To first order in ${\displaystyle \Omega /\omega }$  this equation has the solution

${\displaystyle z=e^{-i\Omega \sin(\phi )t}\left(c_{1}e^{i\omega t}+c_{2}e^{-i\omega t}\right).}$ 

If we measure time in days, then ${\displaystyle \Omega =2\pi }$  and we see that the pendulum rotates by an angle of ${\displaystyle -2\pi \,\sin(\phi )}$  during one day.

Overview: invariance under transformation

It is of crucial importance to distinguish between the physical effects that are at play, and the calculational devices that are used to do computations. The Coriolis term in the equation of motion is a computational device, and in itself it has no physics content. The physics content is in the action of the centripetal force: doing work when the bob moves closer to the central axis of rotation, and doing negative work when the bob moves away from the central axis of rotation.

For motion with respect to the inertial frame, we have the following relation between radial velocity and angular acceleration:

${\displaystyle a_{t}=2\Omega v_{r}\,\!}$ 

We have that velocity in radial direction is the same in the inertial system and in the rotating system. That is, radial velocity is invariant under coordinate transformation to the rotating coordinate system. (If the origin of the rotating coordinate system is placed on the central axis.) The same goes for angular acceleration: angular acceleration is invariant under coordinate transformation to the rotating coordinate system (if the rotating coordinate system has a constant angular velocity).

Correspondingly: the relation a_t=2Ωv_r is invariant under coordinate transformation to a rotating coordinate system, and so is the relation a_r=2Ωv_t,r.

It is tempting to think that letting the centrifugal term and the expression for the centripetal force drop away against each other means that the centripetal force is not involved in the physics taking place. In actual fact, letting the centrifugal term and the expression for the centripetal force drop away against each other means that the remaining expression in the equation of motion becomes the relation that is invariant under transformation.
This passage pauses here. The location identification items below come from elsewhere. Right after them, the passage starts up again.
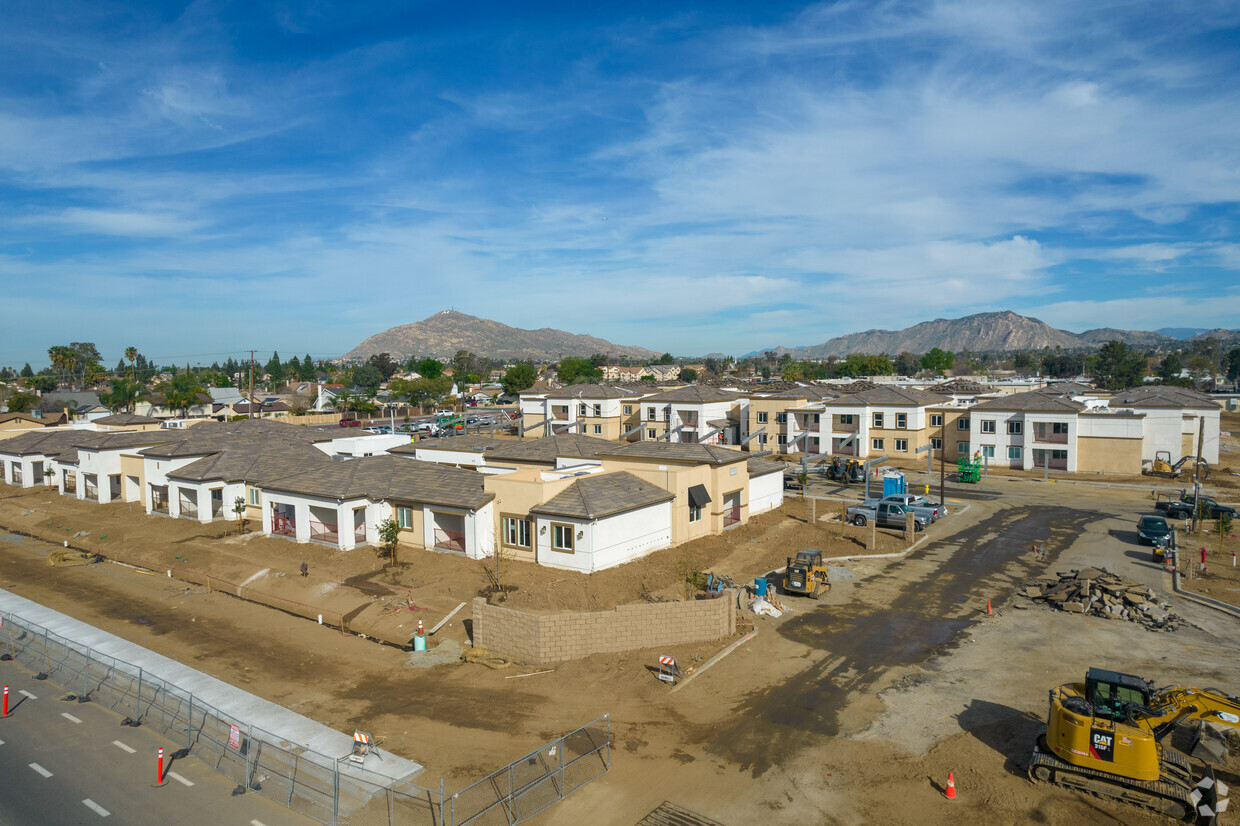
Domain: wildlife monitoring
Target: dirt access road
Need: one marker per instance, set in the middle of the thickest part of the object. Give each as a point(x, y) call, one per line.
point(848, 711)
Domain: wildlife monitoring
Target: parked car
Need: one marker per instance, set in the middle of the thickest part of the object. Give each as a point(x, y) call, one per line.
point(885, 515)
point(919, 505)
point(1152, 528)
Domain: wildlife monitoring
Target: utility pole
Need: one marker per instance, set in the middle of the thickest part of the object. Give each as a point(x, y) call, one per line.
point(249, 412)
point(1197, 473)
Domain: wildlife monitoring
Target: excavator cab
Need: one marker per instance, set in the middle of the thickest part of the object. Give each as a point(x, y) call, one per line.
point(1111, 693)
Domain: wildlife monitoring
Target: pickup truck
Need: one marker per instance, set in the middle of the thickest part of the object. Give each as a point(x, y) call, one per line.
point(884, 515)
point(1183, 509)
point(919, 505)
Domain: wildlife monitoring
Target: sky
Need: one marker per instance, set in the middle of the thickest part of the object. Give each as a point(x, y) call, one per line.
point(203, 179)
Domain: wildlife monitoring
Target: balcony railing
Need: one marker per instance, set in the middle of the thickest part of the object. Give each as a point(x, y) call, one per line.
point(325, 531)
point(450, 540)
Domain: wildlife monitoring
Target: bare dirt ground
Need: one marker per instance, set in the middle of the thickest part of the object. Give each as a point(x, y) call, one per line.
point(846, 711)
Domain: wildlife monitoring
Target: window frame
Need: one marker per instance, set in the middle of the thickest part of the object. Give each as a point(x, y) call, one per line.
point(557, 531)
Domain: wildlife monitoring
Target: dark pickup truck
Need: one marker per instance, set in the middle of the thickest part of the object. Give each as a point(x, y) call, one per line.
point(1183, 509)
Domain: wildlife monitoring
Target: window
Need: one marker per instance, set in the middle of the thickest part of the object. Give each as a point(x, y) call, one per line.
point(562, 537)
point(516, 532)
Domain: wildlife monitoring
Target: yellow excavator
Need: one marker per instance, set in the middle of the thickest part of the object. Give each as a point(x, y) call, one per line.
point(1104, 737)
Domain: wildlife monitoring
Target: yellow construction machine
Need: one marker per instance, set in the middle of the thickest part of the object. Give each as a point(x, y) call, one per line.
point(1104, 737)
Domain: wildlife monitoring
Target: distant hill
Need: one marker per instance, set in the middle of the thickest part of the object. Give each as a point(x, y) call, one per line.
point(1003, 331)
point(445, 333)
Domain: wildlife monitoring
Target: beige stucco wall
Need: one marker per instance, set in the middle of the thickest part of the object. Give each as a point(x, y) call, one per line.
point(1107, 455)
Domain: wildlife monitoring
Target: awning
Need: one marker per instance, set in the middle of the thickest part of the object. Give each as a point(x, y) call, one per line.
point(698, 497)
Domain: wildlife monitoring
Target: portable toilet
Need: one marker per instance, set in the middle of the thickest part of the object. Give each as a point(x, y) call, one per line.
point(893, 483)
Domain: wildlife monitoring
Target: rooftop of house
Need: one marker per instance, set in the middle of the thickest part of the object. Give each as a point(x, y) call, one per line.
point(600, 495)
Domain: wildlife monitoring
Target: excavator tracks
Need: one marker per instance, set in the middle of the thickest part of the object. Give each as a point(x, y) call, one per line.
point(1168, 795)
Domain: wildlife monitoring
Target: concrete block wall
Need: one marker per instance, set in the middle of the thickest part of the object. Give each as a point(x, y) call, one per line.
point(537, 639)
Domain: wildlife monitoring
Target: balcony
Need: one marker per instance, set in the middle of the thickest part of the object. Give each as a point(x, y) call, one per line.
point(449, 540)
point(284, 526)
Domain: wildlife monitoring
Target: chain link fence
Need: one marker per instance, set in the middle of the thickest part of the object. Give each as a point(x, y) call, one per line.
point(330, 790)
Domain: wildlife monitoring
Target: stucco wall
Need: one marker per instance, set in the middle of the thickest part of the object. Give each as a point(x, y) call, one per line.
point(537, 639)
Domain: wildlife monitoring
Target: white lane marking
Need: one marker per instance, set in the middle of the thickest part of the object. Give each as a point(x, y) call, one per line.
point(96, 808)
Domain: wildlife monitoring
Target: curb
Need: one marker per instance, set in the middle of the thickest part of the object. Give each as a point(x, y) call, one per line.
point(1205, 602)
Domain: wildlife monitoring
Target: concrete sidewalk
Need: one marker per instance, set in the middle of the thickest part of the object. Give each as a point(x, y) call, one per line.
point(241, 705)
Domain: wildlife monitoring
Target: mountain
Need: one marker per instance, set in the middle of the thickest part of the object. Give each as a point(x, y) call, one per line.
point(445, 333)
point(1181, 333)
point(981, 333)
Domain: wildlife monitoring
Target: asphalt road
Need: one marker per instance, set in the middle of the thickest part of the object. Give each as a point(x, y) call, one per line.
point(73, 763)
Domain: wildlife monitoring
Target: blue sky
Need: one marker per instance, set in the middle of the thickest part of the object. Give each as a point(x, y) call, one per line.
point(197, 180)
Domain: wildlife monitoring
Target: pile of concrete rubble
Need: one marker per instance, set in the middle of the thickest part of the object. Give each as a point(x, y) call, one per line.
point(1101, 593)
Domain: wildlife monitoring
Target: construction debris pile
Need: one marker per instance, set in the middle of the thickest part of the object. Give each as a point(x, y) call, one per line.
point(1101, 593)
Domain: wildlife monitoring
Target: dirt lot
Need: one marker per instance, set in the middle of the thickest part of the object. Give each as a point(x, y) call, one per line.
point(847, 711)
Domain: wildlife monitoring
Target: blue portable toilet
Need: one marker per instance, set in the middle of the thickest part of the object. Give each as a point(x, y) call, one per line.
point(893, 483)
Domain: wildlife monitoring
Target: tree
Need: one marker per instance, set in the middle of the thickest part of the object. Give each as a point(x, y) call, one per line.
point(574, 370)
point(22, 402)
point(389, 538)
point(1119, 366)
point(383, 362)
point(368, 376)
point(429, 368)
point(182, 392)
point(517, 378)
point(938, 360)
point(122, 397)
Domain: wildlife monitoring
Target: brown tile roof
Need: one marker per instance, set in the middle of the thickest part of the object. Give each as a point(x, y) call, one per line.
point(1033, 401)
point(707, 454)
point(600, 495)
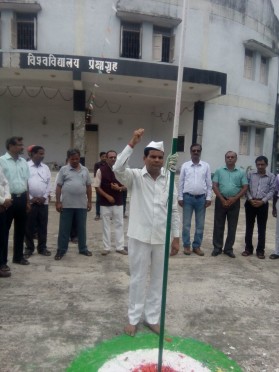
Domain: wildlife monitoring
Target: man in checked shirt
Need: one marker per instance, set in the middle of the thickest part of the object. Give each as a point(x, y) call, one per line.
point(260, 190)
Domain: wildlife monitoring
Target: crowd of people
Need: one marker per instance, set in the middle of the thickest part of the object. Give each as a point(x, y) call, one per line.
point(25, 189)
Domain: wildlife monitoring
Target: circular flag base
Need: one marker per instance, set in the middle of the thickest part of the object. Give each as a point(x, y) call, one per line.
point(140, 354)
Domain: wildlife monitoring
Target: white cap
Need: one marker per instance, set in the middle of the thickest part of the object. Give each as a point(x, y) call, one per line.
point(156, 145)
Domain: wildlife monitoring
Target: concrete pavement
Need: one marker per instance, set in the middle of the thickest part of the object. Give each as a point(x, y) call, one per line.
point(51, 310)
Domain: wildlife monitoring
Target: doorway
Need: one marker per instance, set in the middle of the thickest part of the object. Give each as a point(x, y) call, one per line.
point(91, 145)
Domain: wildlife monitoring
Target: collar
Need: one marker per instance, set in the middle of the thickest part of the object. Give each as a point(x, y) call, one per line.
point(267, 173)
point(8, 156)
point(233, 170)
point(195, 164)
point(144, 172)
point(32, 164)
point(75, 169)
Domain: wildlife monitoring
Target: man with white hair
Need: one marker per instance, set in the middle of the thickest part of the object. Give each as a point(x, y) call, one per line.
point(148, 188)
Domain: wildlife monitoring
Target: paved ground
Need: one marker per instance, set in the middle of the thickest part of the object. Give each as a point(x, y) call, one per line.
point(51, 310)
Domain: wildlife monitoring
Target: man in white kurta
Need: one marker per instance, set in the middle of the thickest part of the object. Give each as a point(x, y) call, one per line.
point(148, 188)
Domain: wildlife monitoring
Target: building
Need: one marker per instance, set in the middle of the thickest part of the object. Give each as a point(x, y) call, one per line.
point(86, 73)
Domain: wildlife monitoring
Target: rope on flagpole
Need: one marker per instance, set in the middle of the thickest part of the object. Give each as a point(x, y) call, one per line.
point(171, 184)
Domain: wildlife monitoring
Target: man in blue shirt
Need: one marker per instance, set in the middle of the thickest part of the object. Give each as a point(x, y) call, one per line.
point(229, 184)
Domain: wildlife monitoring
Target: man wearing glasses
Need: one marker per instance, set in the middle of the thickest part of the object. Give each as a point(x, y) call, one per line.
point(16, 170)
point(194, 195)
point(229, 184)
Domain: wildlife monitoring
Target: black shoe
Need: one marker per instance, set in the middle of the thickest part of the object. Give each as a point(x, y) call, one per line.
point(230, 254)
point(5, 274)
point(215, 253)
point(45, 252)
point(5, 268)
point(23, 261)
point(86, 253)
point(27, 253)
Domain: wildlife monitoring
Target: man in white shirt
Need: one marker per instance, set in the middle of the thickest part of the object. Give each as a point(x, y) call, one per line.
point(194, 195)
point(5, 203)
point(39, 185)
point(148, 188)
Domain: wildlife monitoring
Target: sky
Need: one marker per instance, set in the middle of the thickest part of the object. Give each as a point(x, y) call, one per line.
point(276, 7)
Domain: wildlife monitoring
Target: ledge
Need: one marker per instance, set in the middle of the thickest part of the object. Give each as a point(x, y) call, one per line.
point(20, 6)
point(254, 123)
point(156, 19)
point(265, 50)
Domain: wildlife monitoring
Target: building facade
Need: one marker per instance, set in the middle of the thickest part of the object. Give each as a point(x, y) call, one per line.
point(86, 73)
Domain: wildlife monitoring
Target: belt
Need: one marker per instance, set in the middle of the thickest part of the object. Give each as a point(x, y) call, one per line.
point(18, 195)
point(195, 196)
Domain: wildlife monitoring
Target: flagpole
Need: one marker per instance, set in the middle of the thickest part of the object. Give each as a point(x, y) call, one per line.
point(171, 186)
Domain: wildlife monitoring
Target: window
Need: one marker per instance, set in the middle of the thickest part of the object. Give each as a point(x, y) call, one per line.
point(249, 64)
point(24, 31)
point(163, 44)
point(180, 143)
point(131, 40)
point(259, 134)
point(264, 71)
point(244, 140)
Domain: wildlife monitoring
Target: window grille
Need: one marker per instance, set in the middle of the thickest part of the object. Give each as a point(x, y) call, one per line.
point(249, 64)
point(244, 140)
point(26, 31)
point(264, 71)
point(180, 143)
point(258, 141)
point(163, 44)
point(131, 40)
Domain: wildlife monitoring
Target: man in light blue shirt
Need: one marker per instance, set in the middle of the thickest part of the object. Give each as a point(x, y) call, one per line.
point(16, 171)
point(194, 195)
point(229, 184)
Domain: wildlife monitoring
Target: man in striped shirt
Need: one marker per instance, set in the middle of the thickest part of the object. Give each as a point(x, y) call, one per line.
point(260, 191)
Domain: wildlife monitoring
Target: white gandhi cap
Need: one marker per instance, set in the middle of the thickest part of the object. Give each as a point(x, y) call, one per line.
point(156, 145)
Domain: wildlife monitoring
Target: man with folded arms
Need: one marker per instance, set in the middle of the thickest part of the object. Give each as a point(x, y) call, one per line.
point(194, 195)
point(111, 202)
point(275, 213)
point(73, 199)
point(5, 203)
point(229, 184)
point(148, 188)
point(260, 191)
point(16, 171)
point(39, 191)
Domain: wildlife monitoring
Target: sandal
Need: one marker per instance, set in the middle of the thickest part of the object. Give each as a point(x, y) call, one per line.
point(246, 254)
point(58, 256)
point(86, 253)
point(174, 251)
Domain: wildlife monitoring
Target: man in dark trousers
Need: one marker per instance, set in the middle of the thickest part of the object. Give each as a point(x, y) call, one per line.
point(103, 160)
point(111, 201)
point(229, 184)
point(260, 190)
point(39, 185)
point(16, 171)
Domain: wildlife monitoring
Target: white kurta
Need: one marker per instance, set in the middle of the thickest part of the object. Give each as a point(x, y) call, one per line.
point(148, 201)
point(146, 230)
${\displaystyle {\begin{cases}{\dfrac {d^{2}x}{dt^{2}}}=2\Omega {\dfrac {dy}{dt}}\\{\dfrac {d^{2}y}{dt^{2}}}=-2\Omega {\dfrac {dx}{dt}}\end{cases}}}$ 

This relation can be referred to as the generalized Coriolis effect. The generalized Coriolis effect applies when the amount of centripetal force that is exerted is always the amount that is required for co-rotating motion.